Monday, August 06, 2007

San Francisco updates

It looks like we are indeed going to be living in a gang injunction zone as I discussed awhile ago. D.A. Dennis Herrera has will argue for the injunction at a hearing on Sept. 18.

Thanks to the invaluable Real Cost of Prisons blog, I found this discussion of the injunctions written by San Francisco Public Defender Jeff Adachi:

Will the injunctions reduce gangs and gang violence in San Francisco? According to a recent report issued by the Justice Policy Institute, a Washington-based think tank, injunctions do not work. ...

I met with a dozen people who have been named in San Francisco's gang injunction. I learned that some have been crime-free for years, working at full-time jobs and volunteering in anti-gang programs. One person who police claimed was covered with gang tattoos had his tattoos removed three years ago and was no longer involved in a gang. Several people named in the injunction are brothers, including two who work together at a small business. Ironically, these two brothers would be barred from working together, being outside past 10 p.m., and could face jail time for associating with each other in public or wearing the color red.

Because there is no right to a lawyer in civil court, an individual named as a gang member who cannot afford a lawyer has little choice except to submit to the injunction.

The gang injunction is permanent, meaning that the person will carry the label of "gang member" for life. There is no procedure for removing one's name from the injunction and no mechanism to hold police accountable for errors.

Because these records are public, the alleged "gang member" may lose his job, as did two people named in the Bayview-Hunters Point injunction.

Public Defender Adachi is a good guy and, as far as I know, a good public defender. I often cite him as the model of the perfect candidate for electoral office. (Yes, we elect our Public Defender here; I know that is unusual.) When blocked in his path to the office by some slightly sleazy politics, he made the decision to beat the establishment at the ballot box and devoted himself to being a candidate for a year. He worked himself to the bone to win -- and knew why he wanted the office. And he stuck to his principles: of Japanese-American heritage himself, within days after 9/11 he began to speak out against anti-Arab and anti-Muslim incidents.

I'm willing to listen to Jeff about the gang injunctions. If he says they are bad policy, I trust him.

Assemblyman Mark Leno has scored a pretty tough hit on State Senator Carole Migden in his primary battle for her seat. (We don't do Republicans -- whoever wins the primary gets the seat.)

Leno is telling the state Fair Political Practices Commission

-- That Migden, D-San Francisco, illegally kept in her Senate account nearly $500,000 left over from her 2001 Board of Equalization campaign.

-- That she illegally transferred nearly $1 million from her Assembly re-election committee to a Senate account - spending about a fourth of it.

-- And that she failed to itemize nearly $400,000 in credit card campaign expenses on state reporting forms from 2000 to 2006.

SF Chronicle

Migden's political consultant Richie Ross isn't even denying the charges; he says they are "absolutely legitimate."
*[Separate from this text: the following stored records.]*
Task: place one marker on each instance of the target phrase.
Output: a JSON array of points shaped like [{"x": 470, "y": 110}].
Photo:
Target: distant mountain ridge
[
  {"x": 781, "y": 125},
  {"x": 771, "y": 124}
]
Frankly this sounds like classic Migden: she has long been able to raise bundles of cash; she has often acted as if rules and limits were for someone else.

Don't know whether the electorate will care about this; San Francisco is used to stringent election finance laws being evaded by winning candidates. If Leno can convince enough voters that she's a bit contemptuous of the law, it might help him, as will any restrictions on her use of her war chest. But I don't doubt her ability simply to raise more.

I remain neutral on the race. I didn't like either of them on the Board of Supervisors; both of them, in their own ways, have been good reps at the State Capital. All very interesting.


sfmike said...

Totally agree with your political analysis of both candidates (not so good on the city board, surprisingly good as state legislators) but Ms. Migden really is insupportable just as a human being. Her sense of entitlement, exemplified so beautifully in her recently publicized casually reckless driving (with lots of follow-up on the internets with people writing in, "hey, she just about ran me over too"), has pretty much spelled her doom.

By the way, if Jackie Speier goes after Tom Lantos, are you going to help? Now that might be an interesting race.

Jane Meyerding said...

That gang listing sounds like another no-fly list, eh?